[PATCH] Fix swp_entry_t encoding

From: Martin Schwidefsky <schwidefsky@de.ibm.com>

This fixes a problem in sys_swapon that can cause the creation of invalid
swap ptes.  This has its cause in the arch-independent swap entries vs.
the pte coded swap entries.  The swp_entry_t uses 27 bits for the offset
and 5 bits for the type.  In sys_swapon this definition is used to find how
many swap devices and how many pages on each device there can be.  But the
swap entries encoded in a pte can be subject to additional restrictions due
to the hardware besides the 27/5 division of the bits in the swp_entry_t
type.  This is solved by adding pte_to_swp_entry and swp_entry_to_pte calls
to the calculations for maximum type and offset.

In addition the s390 swap pte division for offset/type is changed from 19/6
bits to 20/5 bits.

diff --git a/include/asm-s390/pgtable.h b/include/asm-s390/pgtable.h
index 06a30c75548ea7659facb94b42af6d2b0059e7cc..1168f8626aa2a2d1f8b1f25c4bb04d2c45ce34d8 100644 (file)
--- a/include/asm-s390/pgtable.h
+++ b/include/asm-s390/pgtable.h
@@ -719,14 +719,14 @@ extern inline pmd_t * pmd_offset(pgd_t * dir, unsigned long address)
  * information in the lowcore.
  * Bit 21 and bit 22 are the page invalid bit and the page protection
  * bit. We set both to indicate a swapped page.
- * Bit 31 is used as the software page present bit. If a page is
- * swapped this obviously has to be zero.
- * This leaves the bits 1-19 and bits 24-30 to store type and offset.
- * We use the 7 bits from 24-30 for the type and the 19 bits from 1-19
- * for the offset.
- * 0|     offset      |0110|type |0
- * 00000000001111111111222222222233
- * 01234567890123456789012345678901
+ * Bit 30 and 31 are used to distinguish the different page types. For
+ * a swapped page these bits need to be zero.
+ * This leaves the bits 1-19 and bits 24-29 to store type and offset.
+ * We use the 5 bits from 25-29 for the type and the 20 bits from 1-19
+ * plus 24 for the offset.
+ * 0|     offset        |0110|o|type |00|
+ * 0 0000000001111111111 2222 2 22222 33
+ * 0 1234567890123456789 0123 4 56789 01
  *
  * 64 bit swap entry format:
  * A page-table entry has some bits we have to treat in a special way.
@@ -736,29 +736,25 @@ extern inline pmd_t * pmd_offset(pgd_t * dir, unsigned long address)
  * information in the lowcore.
  * Bit 53 and bit 54 are the page invalid bit and the page protection
  * bit. We set both to indicate a swapped page.
- * Bit 63 is used as the software page present bit.

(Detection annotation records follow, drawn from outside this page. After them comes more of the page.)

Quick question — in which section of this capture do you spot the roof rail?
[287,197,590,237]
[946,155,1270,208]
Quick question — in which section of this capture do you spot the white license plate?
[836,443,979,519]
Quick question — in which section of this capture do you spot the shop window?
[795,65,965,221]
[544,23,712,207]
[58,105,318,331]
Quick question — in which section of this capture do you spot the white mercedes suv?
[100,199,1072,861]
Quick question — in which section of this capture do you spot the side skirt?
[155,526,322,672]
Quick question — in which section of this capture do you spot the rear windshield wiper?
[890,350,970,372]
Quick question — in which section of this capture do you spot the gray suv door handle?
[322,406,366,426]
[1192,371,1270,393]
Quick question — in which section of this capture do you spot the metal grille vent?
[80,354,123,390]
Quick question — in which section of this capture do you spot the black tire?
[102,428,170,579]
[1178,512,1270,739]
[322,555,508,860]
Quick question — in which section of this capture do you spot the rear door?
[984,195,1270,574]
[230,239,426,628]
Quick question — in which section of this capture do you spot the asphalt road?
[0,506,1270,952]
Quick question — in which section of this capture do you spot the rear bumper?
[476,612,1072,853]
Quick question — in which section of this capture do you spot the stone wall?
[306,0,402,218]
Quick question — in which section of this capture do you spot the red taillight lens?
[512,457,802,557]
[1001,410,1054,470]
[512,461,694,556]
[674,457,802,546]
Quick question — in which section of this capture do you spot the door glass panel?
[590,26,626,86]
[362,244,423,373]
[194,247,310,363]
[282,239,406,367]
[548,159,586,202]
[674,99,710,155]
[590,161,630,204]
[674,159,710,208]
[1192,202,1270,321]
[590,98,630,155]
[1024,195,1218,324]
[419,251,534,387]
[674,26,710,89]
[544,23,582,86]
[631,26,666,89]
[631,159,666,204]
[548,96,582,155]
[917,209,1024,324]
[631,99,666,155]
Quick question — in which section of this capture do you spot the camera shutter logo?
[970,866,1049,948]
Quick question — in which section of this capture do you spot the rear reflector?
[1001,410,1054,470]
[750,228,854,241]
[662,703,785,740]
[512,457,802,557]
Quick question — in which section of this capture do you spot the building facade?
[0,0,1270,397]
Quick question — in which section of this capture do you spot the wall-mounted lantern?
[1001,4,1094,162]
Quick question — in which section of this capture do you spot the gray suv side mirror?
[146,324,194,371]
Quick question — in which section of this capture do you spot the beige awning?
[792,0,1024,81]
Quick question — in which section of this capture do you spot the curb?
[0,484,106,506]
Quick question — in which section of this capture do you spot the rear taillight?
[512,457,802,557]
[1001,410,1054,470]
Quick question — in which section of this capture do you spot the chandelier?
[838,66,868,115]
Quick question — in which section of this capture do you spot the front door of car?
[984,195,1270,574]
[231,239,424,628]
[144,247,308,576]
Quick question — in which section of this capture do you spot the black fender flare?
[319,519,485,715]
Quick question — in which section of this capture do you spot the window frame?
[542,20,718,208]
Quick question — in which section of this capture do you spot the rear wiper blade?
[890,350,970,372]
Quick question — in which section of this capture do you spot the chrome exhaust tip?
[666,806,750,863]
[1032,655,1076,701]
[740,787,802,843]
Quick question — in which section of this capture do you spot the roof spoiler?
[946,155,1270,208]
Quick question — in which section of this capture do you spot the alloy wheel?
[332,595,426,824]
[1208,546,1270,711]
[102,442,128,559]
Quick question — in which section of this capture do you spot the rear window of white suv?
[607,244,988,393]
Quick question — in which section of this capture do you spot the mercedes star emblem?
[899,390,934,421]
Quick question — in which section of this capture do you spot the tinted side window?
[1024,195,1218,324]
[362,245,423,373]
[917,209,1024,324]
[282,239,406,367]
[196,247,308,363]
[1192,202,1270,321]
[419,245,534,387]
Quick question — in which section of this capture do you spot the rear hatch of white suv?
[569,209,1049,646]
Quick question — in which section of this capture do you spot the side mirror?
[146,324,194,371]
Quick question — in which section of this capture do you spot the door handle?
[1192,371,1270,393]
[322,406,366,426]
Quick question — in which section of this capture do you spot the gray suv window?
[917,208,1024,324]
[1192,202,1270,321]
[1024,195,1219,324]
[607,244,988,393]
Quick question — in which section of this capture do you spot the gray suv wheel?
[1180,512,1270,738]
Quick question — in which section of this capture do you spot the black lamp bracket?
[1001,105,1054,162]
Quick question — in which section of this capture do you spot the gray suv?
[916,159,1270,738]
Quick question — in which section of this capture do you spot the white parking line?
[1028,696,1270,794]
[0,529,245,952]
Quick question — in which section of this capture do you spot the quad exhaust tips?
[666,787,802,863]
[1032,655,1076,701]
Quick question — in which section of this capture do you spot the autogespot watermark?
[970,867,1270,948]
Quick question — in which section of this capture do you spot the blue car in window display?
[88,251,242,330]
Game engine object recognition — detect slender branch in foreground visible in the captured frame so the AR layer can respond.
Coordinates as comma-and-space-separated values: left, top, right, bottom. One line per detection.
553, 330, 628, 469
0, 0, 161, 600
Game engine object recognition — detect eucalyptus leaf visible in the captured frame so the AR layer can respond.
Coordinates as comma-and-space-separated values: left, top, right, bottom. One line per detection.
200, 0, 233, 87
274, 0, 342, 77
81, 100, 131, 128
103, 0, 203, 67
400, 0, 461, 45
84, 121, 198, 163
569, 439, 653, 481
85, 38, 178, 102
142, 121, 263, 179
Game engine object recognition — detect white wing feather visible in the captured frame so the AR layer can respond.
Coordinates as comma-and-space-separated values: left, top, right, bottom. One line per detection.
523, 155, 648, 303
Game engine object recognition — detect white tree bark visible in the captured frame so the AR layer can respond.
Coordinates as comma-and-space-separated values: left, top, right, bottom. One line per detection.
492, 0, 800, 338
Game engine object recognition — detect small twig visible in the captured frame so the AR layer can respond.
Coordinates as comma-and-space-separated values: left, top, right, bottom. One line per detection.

If a page is
- * swapped this obviously has to be zero.
- * This leaves the bits 0-51 and bits 56-62 to store type and offset.
- * We use the 7 bits from 56-62 for the type and the 52 bits from 0-51
- * for the offset.
- * |                     offset                       |0110|type |0
- * 0000000000111111111122222222223333333333444444444455555555556666
- * 0123456789012345678901234567890123456789012345678901234567890123
+ * Bit 62 and 63 are used to distinguish the different page types. For
+ * a swapped page these bits need to be zero.
+ * This leaves the bits 0-51 and bits 56-61 to store type and offset.
+ * We use the 5 bits from 57-61 for the type and the 53 bits from 0-51
+ * plus 56 for the offset.
+ * |                      offset                        |0110|o|type |00|
+ *  0000000000111111111122222222223333333333444444444455 5555 5 55566 66
+ *  0123456789012345678901234567890123456789012345678901 2345 6 78901 23
  */
 extern inline pte_t mk_swap_pte(unsigned long type, unsigned long offset)
 {
        pte_t pte;
-       pte_val(pte) = (type << 1) | (offset << 12) | _PAGE_INVALID_SWAP;
-#ifndef __s390x__
-       BUG_ON((pte_val(pte) & 0x80000901) != 0);
-#else /* __s390x__ */
-       BUG_ON((pte_val(pte) & 0x901) != 0);
-#endif /* __s390x__ */
+       pte_val(pte) = _PAGE_INVALID_SWAP | ((type & 0x1f) << 2) |
+               ((offset & 1) << 7) | ((offset & 0xffffe) << 11);
        return pte;
 }
 
-#define __swp_type(entry)      (((entry).val >> 1) & 0x3f)
-#define __swp_offset(entry)    ((entry).val >> 12)
+#define __swp_type(entry)      (((entry).val >> 2) & 0x1f)
+#define __swp_offset(entry)    (((entry).val >> 11) | (((entry).val >> 7) & 1))
 #define __swp_entry(type,offset) ((swp_entry_t) { pte_val(mk_swap_pte((type),(offset))) })
 
 #define __pte_to_swp_entry(pte)        ((swp_entry_t) { pte_val(pte) })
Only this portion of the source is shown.